Suddenly, a window would noiselessly open up to reveal a dusty truck that had clocked a million miles carrying glass bottles during the war, some of them still lying tied up in it; then another dark room lights up, revealing the working desk of some former director/designer of the factory, everything in perfect place, from a modest, scratched table and overflowing shelves filled with glass to a bunch of heavy keys, a pair of spectacles resting upon an open ledger, a half-eaten apple, a thermos-flask.
One hears of glass-blowers also playing upon wind-instruments in the evening, of workers striking for higher wages, of the troubles faced by the factory, the tough competition offered to small factories making glass with hand — like the Hergiswil Glasi — by increasing mechanisation.
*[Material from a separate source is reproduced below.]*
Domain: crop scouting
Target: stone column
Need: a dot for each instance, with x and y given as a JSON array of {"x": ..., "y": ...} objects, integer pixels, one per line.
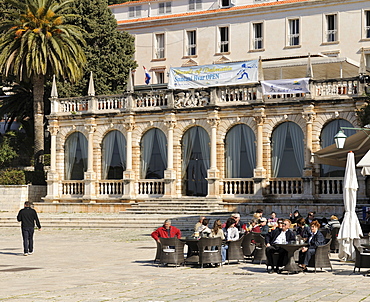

In the final lap, the courageous story of Roberto Niederer is told who struggled, and finally managed, to keep the factory alive, with the help of old glass workers, at the critical time when it faced closure and oblivion. It is his vision that comes across, enlivened with glimpses thrown in of old furnaces and teams of craftsmen at work, blowing glass that attracts thousands of visitors to the place, month after month, season upon tourist season. There is a sense of pride that one picks up all over the place, a feeling of triumph in the face of adversity.
But if this part of the museum is exciting, the other part, an exhibition entitled “Phenomenal Glass” is absolutely magical. For here there are aspects of glass — experimental, playful, illusory, scientific — that can keep the visitor, old and young alike, glued there for hours; musical instruments made of glass, distorting mirrors, skeins of glass-thread, sounds amplified by or completely blocked out by glass, even a green forest where, shrieking with delight, children wander abut listening to a recorded fairy tale, chancing upon hidden objects, ‘live’ and adventure. Here, one can almost pick up the sounds of minds as they snap and crackle, stretch and expand.
Why not here?
I confess that most of the time that I was in the museum, I cold not shake a feeling of envy, tinged with some depression, from my mind. Since glass was the theme, thoughts wandered in the direction of our own Firozabad where a remarkable hand-made glass industry still flourishes. But what can a visitor to the place get to learn, or see, other than eat and dust? There is history all around us, and incredible skills handed down by tradition. But what do we make of them?